Pablo San José Alonso
El cabo para tirar del hilo
Salvo el propio tiempo que, según algunos dicen, tal vez sea un círculo —¡y eso quién lo comprende!—, las cosas que suceden tienen su principio. Y el principio del relato que tratamos de contar aquí, que es el de cómo y porqué son las cosas que vivimos hoy, también lo tiene. De hecho su comienzo es triple.

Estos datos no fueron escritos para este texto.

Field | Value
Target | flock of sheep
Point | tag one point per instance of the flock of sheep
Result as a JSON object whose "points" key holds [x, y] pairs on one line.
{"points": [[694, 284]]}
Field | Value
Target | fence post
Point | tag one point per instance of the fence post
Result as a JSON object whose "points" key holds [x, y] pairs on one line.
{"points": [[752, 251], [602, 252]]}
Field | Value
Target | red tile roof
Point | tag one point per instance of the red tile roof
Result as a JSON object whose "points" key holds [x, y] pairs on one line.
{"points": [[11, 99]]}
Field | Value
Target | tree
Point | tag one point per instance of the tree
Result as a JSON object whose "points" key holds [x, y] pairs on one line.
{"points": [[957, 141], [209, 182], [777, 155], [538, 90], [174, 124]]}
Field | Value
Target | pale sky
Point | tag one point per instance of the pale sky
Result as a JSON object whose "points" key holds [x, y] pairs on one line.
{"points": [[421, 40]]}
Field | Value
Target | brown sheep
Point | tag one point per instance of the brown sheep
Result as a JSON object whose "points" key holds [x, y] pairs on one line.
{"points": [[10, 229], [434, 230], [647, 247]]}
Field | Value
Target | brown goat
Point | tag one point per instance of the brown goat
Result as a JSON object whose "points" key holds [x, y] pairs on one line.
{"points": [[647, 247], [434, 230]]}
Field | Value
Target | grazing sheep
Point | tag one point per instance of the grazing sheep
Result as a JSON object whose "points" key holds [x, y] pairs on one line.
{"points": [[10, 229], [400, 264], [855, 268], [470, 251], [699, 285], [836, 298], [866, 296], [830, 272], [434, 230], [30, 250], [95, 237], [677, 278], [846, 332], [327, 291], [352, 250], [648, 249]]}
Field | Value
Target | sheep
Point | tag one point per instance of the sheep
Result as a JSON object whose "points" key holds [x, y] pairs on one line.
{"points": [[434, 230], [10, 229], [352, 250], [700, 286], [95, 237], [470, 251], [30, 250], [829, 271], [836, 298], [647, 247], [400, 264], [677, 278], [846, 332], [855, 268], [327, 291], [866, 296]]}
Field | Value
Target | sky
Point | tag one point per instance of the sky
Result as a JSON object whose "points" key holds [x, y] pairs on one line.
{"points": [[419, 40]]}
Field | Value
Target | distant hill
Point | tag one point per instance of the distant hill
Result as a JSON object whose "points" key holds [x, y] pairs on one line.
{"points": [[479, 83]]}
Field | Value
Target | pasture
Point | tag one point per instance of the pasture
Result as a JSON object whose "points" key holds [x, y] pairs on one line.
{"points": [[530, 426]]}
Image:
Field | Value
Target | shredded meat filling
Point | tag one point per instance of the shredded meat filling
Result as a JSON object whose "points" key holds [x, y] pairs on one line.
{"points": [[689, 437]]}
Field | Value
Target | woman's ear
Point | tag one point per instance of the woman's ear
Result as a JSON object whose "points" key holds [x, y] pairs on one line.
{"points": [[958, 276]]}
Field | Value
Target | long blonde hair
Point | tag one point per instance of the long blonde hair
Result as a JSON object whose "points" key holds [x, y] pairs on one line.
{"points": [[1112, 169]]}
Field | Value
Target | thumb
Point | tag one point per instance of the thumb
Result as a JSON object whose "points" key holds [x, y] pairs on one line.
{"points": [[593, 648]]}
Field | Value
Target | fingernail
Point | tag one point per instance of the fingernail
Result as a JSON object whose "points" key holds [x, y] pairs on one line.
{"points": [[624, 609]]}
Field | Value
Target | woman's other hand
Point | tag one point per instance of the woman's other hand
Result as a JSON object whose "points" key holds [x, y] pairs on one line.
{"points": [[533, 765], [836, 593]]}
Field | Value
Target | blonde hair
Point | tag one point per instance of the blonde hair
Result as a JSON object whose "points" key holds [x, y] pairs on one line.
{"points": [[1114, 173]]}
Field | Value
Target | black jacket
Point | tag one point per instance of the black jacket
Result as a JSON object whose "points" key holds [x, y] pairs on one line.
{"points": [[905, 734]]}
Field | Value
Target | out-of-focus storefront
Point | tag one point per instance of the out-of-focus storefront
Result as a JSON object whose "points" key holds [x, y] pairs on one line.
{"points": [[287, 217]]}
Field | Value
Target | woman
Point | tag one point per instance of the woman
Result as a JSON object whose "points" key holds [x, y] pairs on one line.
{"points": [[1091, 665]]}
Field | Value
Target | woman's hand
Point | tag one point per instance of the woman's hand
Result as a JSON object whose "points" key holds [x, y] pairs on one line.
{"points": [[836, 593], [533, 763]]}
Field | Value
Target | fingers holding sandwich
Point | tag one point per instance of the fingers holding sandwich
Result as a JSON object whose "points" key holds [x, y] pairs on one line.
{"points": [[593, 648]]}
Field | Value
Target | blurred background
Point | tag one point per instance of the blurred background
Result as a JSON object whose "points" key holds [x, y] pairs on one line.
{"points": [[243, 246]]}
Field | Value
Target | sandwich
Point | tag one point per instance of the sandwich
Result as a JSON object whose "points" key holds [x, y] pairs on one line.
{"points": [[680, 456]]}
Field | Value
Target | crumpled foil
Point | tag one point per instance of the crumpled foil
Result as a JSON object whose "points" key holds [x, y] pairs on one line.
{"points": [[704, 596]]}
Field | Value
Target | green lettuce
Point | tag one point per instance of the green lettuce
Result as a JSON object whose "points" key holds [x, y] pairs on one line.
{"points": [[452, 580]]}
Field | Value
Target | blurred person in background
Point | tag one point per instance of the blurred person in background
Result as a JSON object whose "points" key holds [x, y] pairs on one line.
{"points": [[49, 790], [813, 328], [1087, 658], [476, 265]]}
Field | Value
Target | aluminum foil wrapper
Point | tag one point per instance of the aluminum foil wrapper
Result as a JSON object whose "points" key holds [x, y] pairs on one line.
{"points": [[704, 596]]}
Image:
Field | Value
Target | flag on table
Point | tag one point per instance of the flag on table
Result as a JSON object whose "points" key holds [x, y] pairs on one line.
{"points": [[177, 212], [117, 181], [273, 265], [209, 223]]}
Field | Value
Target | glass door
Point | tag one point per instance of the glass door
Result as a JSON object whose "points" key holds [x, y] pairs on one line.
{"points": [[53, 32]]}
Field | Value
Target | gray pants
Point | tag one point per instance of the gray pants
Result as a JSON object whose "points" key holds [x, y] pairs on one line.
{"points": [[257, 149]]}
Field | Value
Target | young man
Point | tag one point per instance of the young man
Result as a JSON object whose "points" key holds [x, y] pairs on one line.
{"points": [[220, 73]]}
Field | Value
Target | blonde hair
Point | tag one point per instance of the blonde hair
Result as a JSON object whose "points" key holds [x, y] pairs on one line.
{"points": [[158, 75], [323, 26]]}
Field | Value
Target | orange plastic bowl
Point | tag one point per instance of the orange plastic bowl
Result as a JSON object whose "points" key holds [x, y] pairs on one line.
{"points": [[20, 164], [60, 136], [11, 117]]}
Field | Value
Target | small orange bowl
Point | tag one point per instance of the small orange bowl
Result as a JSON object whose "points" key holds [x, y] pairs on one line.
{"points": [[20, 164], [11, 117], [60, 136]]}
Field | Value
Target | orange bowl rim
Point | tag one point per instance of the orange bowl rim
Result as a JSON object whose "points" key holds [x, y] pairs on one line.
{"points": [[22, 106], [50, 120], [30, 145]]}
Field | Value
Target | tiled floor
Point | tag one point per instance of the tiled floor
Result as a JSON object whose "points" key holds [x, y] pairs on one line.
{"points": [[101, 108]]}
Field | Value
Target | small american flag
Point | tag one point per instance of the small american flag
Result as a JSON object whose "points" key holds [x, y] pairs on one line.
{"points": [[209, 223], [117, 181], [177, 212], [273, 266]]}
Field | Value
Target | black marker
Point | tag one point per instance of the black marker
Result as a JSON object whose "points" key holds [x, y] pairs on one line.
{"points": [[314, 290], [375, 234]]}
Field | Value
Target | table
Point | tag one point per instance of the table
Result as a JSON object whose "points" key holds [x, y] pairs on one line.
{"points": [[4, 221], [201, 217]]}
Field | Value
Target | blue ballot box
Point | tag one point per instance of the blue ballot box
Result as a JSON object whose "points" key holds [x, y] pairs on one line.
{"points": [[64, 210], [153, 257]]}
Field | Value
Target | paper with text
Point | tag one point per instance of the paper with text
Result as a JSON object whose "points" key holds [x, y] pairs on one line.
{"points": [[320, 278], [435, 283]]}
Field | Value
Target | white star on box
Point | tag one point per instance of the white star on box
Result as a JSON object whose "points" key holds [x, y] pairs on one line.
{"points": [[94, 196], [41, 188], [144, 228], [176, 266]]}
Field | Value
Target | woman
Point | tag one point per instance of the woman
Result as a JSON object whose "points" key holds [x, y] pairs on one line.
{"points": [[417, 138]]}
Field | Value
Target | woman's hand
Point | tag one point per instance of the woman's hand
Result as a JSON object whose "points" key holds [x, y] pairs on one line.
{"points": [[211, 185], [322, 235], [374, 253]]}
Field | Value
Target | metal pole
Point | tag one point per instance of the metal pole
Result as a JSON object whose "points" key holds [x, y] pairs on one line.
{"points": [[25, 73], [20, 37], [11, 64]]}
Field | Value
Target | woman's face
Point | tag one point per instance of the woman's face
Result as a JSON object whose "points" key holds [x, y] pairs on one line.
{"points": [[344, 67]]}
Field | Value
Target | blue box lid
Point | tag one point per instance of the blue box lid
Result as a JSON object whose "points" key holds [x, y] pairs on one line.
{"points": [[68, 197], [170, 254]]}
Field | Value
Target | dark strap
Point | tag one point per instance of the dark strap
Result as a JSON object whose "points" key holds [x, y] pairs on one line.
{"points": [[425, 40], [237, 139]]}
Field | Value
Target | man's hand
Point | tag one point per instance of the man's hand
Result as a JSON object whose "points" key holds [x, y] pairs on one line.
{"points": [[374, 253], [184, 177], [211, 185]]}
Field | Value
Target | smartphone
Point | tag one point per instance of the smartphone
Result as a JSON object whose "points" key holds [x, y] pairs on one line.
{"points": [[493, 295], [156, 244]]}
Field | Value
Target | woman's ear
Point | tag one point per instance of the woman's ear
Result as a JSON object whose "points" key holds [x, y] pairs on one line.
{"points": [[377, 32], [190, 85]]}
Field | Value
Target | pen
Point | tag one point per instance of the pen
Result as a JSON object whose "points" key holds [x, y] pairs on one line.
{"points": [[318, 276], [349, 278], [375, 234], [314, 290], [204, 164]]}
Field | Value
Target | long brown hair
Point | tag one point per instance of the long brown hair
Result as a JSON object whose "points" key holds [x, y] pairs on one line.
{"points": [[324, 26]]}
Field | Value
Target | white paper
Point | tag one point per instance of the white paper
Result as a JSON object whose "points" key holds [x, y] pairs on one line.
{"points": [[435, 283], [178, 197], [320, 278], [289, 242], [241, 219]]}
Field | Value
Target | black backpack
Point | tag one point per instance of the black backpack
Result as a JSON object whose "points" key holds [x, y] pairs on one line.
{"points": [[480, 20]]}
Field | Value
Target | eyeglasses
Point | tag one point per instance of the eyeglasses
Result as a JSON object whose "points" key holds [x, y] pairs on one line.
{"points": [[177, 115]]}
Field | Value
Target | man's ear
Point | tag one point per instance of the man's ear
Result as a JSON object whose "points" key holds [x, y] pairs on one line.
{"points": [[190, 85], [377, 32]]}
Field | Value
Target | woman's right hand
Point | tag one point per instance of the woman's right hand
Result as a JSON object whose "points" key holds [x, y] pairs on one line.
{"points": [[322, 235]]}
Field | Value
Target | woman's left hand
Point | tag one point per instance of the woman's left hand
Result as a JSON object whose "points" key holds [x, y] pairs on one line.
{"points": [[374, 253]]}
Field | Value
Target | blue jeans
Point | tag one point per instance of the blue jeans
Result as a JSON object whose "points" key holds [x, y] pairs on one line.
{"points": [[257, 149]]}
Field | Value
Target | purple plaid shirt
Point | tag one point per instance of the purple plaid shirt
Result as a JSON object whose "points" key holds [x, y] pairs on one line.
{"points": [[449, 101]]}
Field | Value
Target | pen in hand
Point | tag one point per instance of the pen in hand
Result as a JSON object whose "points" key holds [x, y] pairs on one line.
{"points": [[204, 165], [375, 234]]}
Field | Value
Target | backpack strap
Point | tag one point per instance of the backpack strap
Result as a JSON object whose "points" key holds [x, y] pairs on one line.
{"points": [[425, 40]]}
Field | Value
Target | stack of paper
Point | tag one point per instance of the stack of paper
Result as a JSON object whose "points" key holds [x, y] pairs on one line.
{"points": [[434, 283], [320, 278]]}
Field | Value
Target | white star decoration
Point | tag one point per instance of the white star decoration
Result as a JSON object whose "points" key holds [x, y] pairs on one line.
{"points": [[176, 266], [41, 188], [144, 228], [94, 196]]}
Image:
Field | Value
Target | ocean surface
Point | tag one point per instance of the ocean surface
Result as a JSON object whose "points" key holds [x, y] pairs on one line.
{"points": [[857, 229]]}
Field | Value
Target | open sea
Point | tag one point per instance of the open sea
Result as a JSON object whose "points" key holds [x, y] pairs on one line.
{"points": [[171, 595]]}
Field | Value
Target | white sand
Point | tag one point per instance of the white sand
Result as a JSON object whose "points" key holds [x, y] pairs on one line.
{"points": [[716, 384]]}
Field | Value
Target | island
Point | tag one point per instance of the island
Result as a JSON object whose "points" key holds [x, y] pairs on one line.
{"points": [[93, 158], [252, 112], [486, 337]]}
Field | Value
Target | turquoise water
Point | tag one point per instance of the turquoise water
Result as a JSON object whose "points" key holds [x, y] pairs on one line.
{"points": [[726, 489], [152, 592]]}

No es que pretenda simplificar la realidad. Claro que los hechos —los hechos sociales— son complejos, dialécticos, en continua evolución, plenos de matices. Pero por algún lugar hay que empezar a cortar el paño. Y el momento social actual, siendo heredero de la historia de la humanidad toda, tiene tres hitos relativamente recientes de gran significación. Decía Rosa Luxemburgo en un texto sobre el que volveremos más de una vez en esta obra, que cada momento histórico se desarrolla bajo el impulso de la revolución inmediatamente anterior. Que por muchos cambios de muchos órdenes que se puedan ir sucediendo, todo ocurre dentro de ese marco, el cual no puede ser desbordado en tanto no suceda una nueva revolución. Pues bien, nuestro tiempo se desarrolla bajo la égida de un triple acontecimiento de carácter revolucionario que sucedió hace al menos un par —o tres— de centurias.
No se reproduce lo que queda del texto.